The Atlantic Steamer Fire Company leading a long contingent of fire trucks stretching down to East Main Street.
The Oyster Bay-East Norwich community joined the nation in honoring the veterans who died to make us free. Parade chairman, Past Commander Reginald Butt Jr. gave the opening prayer, as the chaplain of the American Legion. The 81st Memorial Day Parade was held on May 29. The service was held in view of the monuments, on South Street, where the names of local service personnel who died in the service of their country are memorialized on the bronze tablets.
The stars and stripes were at half-mast as the ceremony began, just before noon. "The nation's flag is at half-mast on two occasions, from dawn to noon on Memorial Day and as decreed by the President of the United States," explained Mr. Butt, as the American flag slowly rose up the pole, followed by the black MIA flag.
American Legion Quentin Roosevelt Post No. 4 Commander Harold A. Havekotte welcomed a time to pause, reflect and honor our American war dead. "Let us honor those who have died so we can live in peace and freedom in this wonderful land of ours," he said.

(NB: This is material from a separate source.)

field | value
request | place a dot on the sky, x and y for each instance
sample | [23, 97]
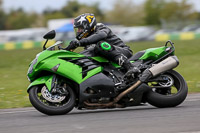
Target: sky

Ann Ranaldo, president of the American Legion Ladies Auxiliary talked of the duty of the soldiers who guard the Tomb of the Unknown Soldier representing all those who died un-named. She said there is a daily ritual of guards dedicated to them. There are crowds that visit during the day, but they walk their tour of duty in total reverence, alone at night in eternal vigilance.
Reginald Butt, commander of the Veterans of Foreign Wars, said the day was one of national mourning for all our veterans. "We remember the death of our countrymen in warfare. This is a civic debt which can only be paid by individual Americans. One million veterans died for the defense of freedom and we celebrate that freedom and liberty and a commitment to preserve what they died for."
He said there are still veterans who are missing in action: 78,000 from WWII; 8,100 from the Korean War which includes 389 once listed as Prisoners of War; in South Asia there are over 2,000 still missing, he said. It is not that there aren't programs to find them, it is just that they are so painfully slow. But, he added, "We must not forget them."
Those missing in WWII he said might have been caught behind the Russian lines or their remains were so scattered, that their whereabouts will never be known.
"From Korea, we get two or three a year, but it is just so slow, we will never catch up at that rate," he said.
While friends and family suffer grief - there is also a joy that they served the greatest nation on earth. "May mighty God bless them and God bless America," he said.
Memorial wreaths were laid by veterans in honor of their dead; American Legion Commander Harold Havekotte; American Legion Ladies Auxiliary President Ann Ranaldo; Past VFW Commander John Bruckner; John Paterson for the Knights of Columbus; Legionaire Al Agostinello for his brothers Gerald and Joseph who died in WWII; Marie Baade placed a wreath for her uncle John M. Ferro who died in WWII.
Mr. Butt read the list of veterans of both the VFW and the Legion who died this past year; William Votapka, Emile Noto, Joseph Daniel, Nick Ranaldo, Frank Melillo, Ralph Minicozzi, Louis Abbate, Carl Jackson, Robert Plummer, and John Bruschini.
The firing squad fired off several rounds and Taps was played.
The Rev. Robert Costello of the North Shore Assembly of God gave the closing benediction. He thanked the veterans who laid down their lives so we all can live in peace. Reginald Butt thanked all the participants and all who stayed to listen to the ceremony. This year, more people than ever attended the event. He said a desk was set up nearby, to welcome new members.
Everyone agreed it had been a beautiful service.
There had been a ceremony at Ship's Point Lane to remember those who died at sea. At the Atlantic Steamer Fire House, members of both Oyster Bay companies remembered those who died this year.